We Still Face the Menace of Iraq's Hidden Horrors

Saddam Hussein's regime has been deposed, and the world is slowly losing interest in Iraq's weapons of mass destruction. There are even some who suggest the weapons don't exist. But this is dangerous. If they still exist -- as much evidence indicates -- those weapons could make their way into the wrong hands. And the time to prevent this is growing short.

Before the Iraq war, chief U.N. weapons inspector Hans Blix said Iraq might still possess 10,000 liters of anthrax and 15 times the amount of gaseous gangrene-causing agent that it had declared to the inspectors. Both these deadly items would still be viable today if properly stored. Blix also pointed to new evidence that Iraq could have 6,500 more chemical weapon warheads than previously thought.

And let's not forget that when U.N. inspectors left Iraq in 1998, they had compiled a frightening catalog of Iraq's undeclared poison gas, including almost four tons of missing VX, the deadliest form of nerve gas, and at least 600 tons of ingredients to make more of it. Also unaccounted for were up to 3,000 tons of other agents like tabun, sarin and mustard gas, about 550 artillery shells filled with mustard gas and about 31,000 chemical munitions, both filled and empty.

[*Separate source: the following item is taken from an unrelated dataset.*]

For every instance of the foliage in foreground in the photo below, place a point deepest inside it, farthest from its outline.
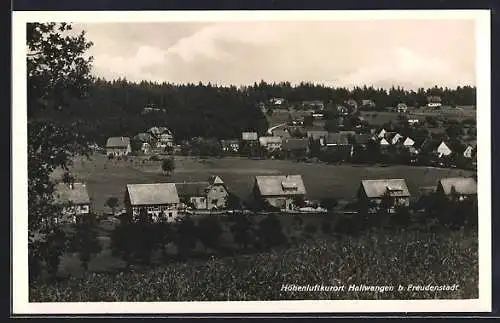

There's more. A classified CIA report prepared last spring and leaked to the press in November reported for the first time that the agency had "high" confidence that Iraq possessed smallpox. Add to this the mobile biological weapons labs described by U.S. Secretary of State Colin Powell before the U.N. Security Council in February. Two or three such trailers side by side could produce enough dried anthrax and botulinum toxin in a month to kill thousands of people. The United States has found only two trailers out of the total of 18 that Powell claims Iraq has. Those two are still being tested to verify what they were used for.

And there is Saddam Hussein's pursuit of nuclear weapons. Iraq never turned over drawings showing its latest nuclear weapons design to the first inspection teams. In 1998, Iraq tried to buy 120 high-precision electronic switches, ostensibly for medical purposes, which are also used to trigger atomic bombs. And though suppliers claim to have provided only eight, sources at the United Nations and in the U.S. government believe that the number supplied was higher.